## Friday, June 30, 2017Edit

My goal for today is to determine how long the trial will need to run in order to get statistically significant results.

A trial should occur over a multiple of weeks due to the periodic nature of work-week/weekend. We'll need to look at all newcomers when measuring outcomes because we don't know who *would have* created articles during the trial period.

Assumptions:

- We'll want to look at measures of productivity and retention
- The most recent couple of weeks will represent the trial period well

My plan is to work from https://analytics.wikimedia.org/dashboards/standard-metrics/#projects=enwiki/metrics=(Beta)%20Monthly%20New%20Editors backwards using standard metrics to get some baseline rates. Then using these baseline rates, I'll be doing a power analysis based on substantial changes in rates.

Oh wait. It looks like that won't work because the data ends in 2016.

OK time to run some queries. After a bunch of digging, I got some stats that the analytics team have prepared.

hive (wmf)> SELECT metric, value FROM mediawiki_metrics WHERE wiki_db = "enwiki" and dt = "2017-04-01" AND metric LIKE "monthly%"; OK metric value monthly_new_editors 47620 monthly_new_registered_users 149449 monthly_surviving_new_editors 1626

So April has 30 days, so we have roughly 149449/(30/7) = 34871 new_registered_users, 47620/(30/7) = 11111 new_editors, and 1626/(30/7) = 379 surviving_new_editors.

OK. So that gives me a useful baseline. It looks like roughly 11111/34871 = 31.9% of registered users will make an edit and 1626/11111 = 14.6% of editors will stick around.

Even before I start with the power analysis, I'm pretty sure we're going to see significant differences at 1% change for this number of observations. Next I'll be plotting these values on a fancy chi^2 graph. --Halfak (WMF) (talk) 18:54, 30 June 2017 (UTC)
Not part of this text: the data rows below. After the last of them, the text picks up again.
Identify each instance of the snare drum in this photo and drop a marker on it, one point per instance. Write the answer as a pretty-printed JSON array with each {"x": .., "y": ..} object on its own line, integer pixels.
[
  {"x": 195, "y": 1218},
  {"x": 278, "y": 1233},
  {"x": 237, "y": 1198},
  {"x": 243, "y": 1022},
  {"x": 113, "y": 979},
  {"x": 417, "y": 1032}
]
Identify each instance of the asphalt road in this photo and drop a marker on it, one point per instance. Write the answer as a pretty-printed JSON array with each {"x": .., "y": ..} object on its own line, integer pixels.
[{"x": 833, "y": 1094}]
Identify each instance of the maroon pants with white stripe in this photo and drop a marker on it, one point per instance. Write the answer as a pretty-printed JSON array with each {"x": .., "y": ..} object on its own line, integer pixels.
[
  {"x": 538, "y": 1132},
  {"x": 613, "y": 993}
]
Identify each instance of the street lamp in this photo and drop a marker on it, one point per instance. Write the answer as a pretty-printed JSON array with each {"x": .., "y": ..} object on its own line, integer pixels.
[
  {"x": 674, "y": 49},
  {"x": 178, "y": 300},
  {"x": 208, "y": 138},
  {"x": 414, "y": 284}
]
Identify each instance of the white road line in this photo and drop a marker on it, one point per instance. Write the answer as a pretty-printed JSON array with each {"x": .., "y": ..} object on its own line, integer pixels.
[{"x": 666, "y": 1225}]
OK! Time for power analysis plots.

**Survival rate power analysis.**

*P values are plotted for a power analysis of the baseline survival rate (surviving new editors/new editors) in English Wikipedia for three change thresholds (1%, 2%, 3%). Vertical lines represent the number of new editors per week from April 2017.*

These plots show that we should expect enough observations to see significance if the survival rate or edit rate increase or decrease by 1% during the trial period if it lasts for a week. If we want to run a *controlled* experiment we'll need two weeks worth of observations. If we want to be *absolutely sure*, we could run the trial for two weeks and expect to get vanishingly small p-values. --Halfak (WMF) (talk) 21:07, 30 June 2017 (UTC)